Probability: Assessing Normality
Return to Topics page
We know that the normal distribution is
continuous, symmetric, unimodal (it only has one modal region),
and relatively free from outliers
(extreme values, relative to the spread of other values,
are extremely rare).
We should also know that we will never find
a real population or sample that is exactly normal.
Every collection of real values is at best close to
being normally distributed.
It would be nice to have some method to say
that some sample is approximately normal.
This turns out to be a big challenge.
About the best we can do is to come up with
a list of characteristics that should disqualify
a sample from being called approximately normal.
We can go back to our earlier characterization and
say that any one of the following should disqualify
a sample from being called approximately normally distributed.

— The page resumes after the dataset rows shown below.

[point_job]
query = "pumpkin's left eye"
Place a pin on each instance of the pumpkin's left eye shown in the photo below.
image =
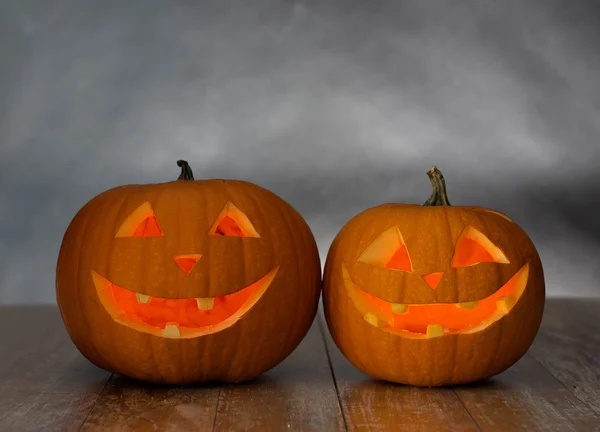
(473, 247)
(388, 251)
(141, 222)
(233, 222)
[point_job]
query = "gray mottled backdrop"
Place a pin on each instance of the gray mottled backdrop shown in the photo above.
(336, 106)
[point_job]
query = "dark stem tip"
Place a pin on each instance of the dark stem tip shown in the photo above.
(186, 170)
(439, 195)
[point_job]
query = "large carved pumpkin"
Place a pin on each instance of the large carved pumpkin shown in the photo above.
(188, 281)
(434, 294)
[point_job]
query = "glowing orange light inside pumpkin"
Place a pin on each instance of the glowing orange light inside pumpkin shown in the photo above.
(140, 223)
(400, 260)
(474, 247)
(152, 314)
(450, 316)
(228, 226)
(233, 222)
(433, 279)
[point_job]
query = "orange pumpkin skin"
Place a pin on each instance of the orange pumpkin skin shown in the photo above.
(259, 339)
(430, 235)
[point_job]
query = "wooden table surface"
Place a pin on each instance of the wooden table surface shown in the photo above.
(45, 384)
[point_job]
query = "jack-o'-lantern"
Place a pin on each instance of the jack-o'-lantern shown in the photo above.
(434, 294)
(188, 281)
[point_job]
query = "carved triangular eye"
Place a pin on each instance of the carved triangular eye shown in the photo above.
(141, 223)
(233, 222)
(474, 247)
(388, 250)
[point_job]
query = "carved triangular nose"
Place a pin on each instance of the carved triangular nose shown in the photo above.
(433, 279)
(187, 262)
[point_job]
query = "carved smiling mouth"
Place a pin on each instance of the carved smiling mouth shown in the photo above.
(420, 321)
(178, 318)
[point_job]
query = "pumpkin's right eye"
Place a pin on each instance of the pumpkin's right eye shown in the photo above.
(141, 222)
(388, 251)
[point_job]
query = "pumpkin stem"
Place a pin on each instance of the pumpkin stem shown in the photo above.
(439, 196)
(186, 171)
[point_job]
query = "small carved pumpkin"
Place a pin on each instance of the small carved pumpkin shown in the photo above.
(188, 281)
(435, 294)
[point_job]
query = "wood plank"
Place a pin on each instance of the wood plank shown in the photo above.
(46, 383)
(298, 395)
(370, 405)
(526, 397)
(129, 405)
(568, 345)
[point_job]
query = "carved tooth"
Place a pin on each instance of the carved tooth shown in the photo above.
(505, 304)
(371, 319)
(171, 330)
(434, 330)
(206, 303)
(467, 305)
(142, 298)
(399, 308)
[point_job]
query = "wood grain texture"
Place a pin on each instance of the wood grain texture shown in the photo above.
(526, 397)
(128, 405)
(370, 405)
(45, 383)
(568, 345)
(297, 395)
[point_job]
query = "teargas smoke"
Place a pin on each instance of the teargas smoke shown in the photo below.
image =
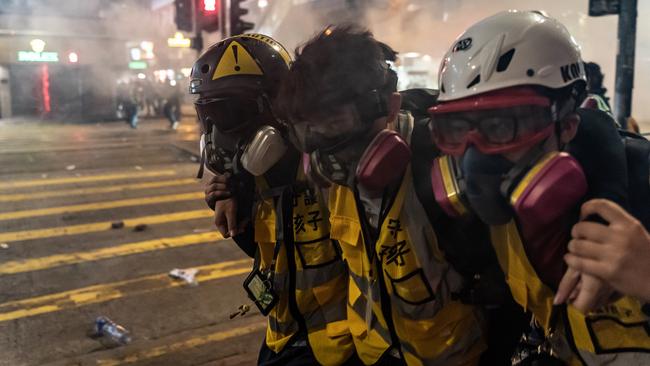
(422, 30)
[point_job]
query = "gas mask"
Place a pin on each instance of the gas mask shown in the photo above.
(218, 152)
(222, 153)
(382, 162)
(538, 189)
(373, 162)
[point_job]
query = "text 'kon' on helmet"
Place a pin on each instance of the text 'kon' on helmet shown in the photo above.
(508, 49)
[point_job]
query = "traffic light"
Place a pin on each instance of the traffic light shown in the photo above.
(208, 15)
(184, 17)
(237, 25)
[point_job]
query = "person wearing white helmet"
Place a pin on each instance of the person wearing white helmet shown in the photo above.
(523, 156)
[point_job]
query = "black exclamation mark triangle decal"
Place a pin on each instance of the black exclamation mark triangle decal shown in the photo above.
(234, 51)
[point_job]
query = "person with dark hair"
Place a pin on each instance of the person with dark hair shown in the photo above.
(509, 116)
(404, 305)
(298, 278)
(596, 98)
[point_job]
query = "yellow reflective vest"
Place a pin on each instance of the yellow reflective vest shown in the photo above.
(618, 334)
(399, 290)
(309, 275)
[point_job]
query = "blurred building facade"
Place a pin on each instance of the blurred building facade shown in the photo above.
(67, 59)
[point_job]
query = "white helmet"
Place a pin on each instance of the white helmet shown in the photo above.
(508, 49)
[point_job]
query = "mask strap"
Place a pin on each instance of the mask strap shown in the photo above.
(199, 175)
(521, 167)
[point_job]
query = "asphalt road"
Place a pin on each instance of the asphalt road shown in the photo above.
(62, 264)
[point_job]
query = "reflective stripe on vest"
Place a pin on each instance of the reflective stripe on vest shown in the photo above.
(321, 280)
(618, 334)
(432, 329)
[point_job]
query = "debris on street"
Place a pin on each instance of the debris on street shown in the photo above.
(117, 224)
(140, 227)
(110, 333)
(187, 275)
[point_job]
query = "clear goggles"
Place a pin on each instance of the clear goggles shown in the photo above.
(498, 122)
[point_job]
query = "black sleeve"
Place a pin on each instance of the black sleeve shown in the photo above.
(246, 241)
(601, 153)
(244, 193)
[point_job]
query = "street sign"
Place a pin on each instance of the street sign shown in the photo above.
(31, 56)
(604, 7)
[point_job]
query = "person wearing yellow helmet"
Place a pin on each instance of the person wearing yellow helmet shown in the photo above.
(298, 277)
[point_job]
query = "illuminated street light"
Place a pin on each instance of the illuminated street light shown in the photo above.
(73, 57)
(209, 5)
(136, 54)
(38, 45)
(179, 41)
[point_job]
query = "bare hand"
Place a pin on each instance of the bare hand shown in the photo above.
(218, 188)
(619, 253)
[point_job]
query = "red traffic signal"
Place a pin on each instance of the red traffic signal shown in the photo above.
(210, 6)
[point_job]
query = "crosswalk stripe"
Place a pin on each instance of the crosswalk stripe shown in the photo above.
(110, 291)
(85, 179)
(102, 226)
(94, 190)
(57, 260)
(183, 345)
(101, 205)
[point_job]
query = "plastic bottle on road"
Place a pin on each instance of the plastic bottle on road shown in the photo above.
(109, 330)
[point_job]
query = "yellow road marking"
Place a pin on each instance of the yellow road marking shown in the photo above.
(102, 226)
(57, 260)
(101, 205)
(184, 345)
(94, 190)
(84, 179)
(111, 291)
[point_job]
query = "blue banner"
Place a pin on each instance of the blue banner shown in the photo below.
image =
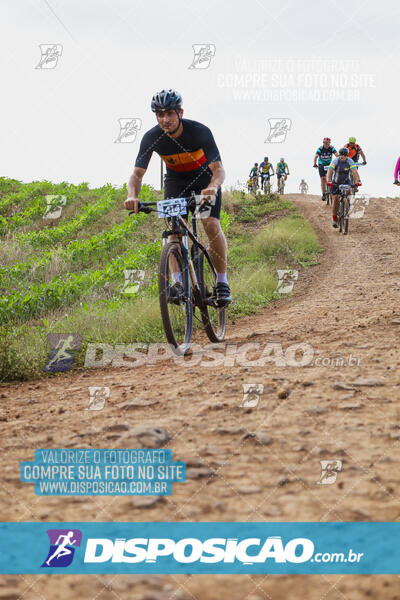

Disqualify as normal if a sample
- has distinct values, and not a huge number of distinct values, so that it is hard to believe it is continuous,
- is clearly not symmetric,
- has more than one modal region,
- has excessively many or extreme outliers, or
- does not have a linear quantile plot
That last item will need a bit of explanation, but we will get to
it later.
First, consider an example that has too few different values
to be called continuous.
The sample in Table 1 may
have 23 values but there are only
3 distinct values, 56, 57, and 58.
The does not look like it is a continuous measure.
We could certainly have a sample that has no more spread than
this and yet it could easily be construed as continuous.
Such a sample appears in Table 2.
Small samples mean that we just do not have enough
data to claim that something is normal. How small is small?
Nobody knows but clearly 4 is too small and
30 is probably more than enough.
All the examples below will have more than 30 items so there should
not be any question about sample size in those examples.
Our next sample is shown in Table 3.
We have plenty of values here. How do we look at
things like symmetry, modal regions, and outliers?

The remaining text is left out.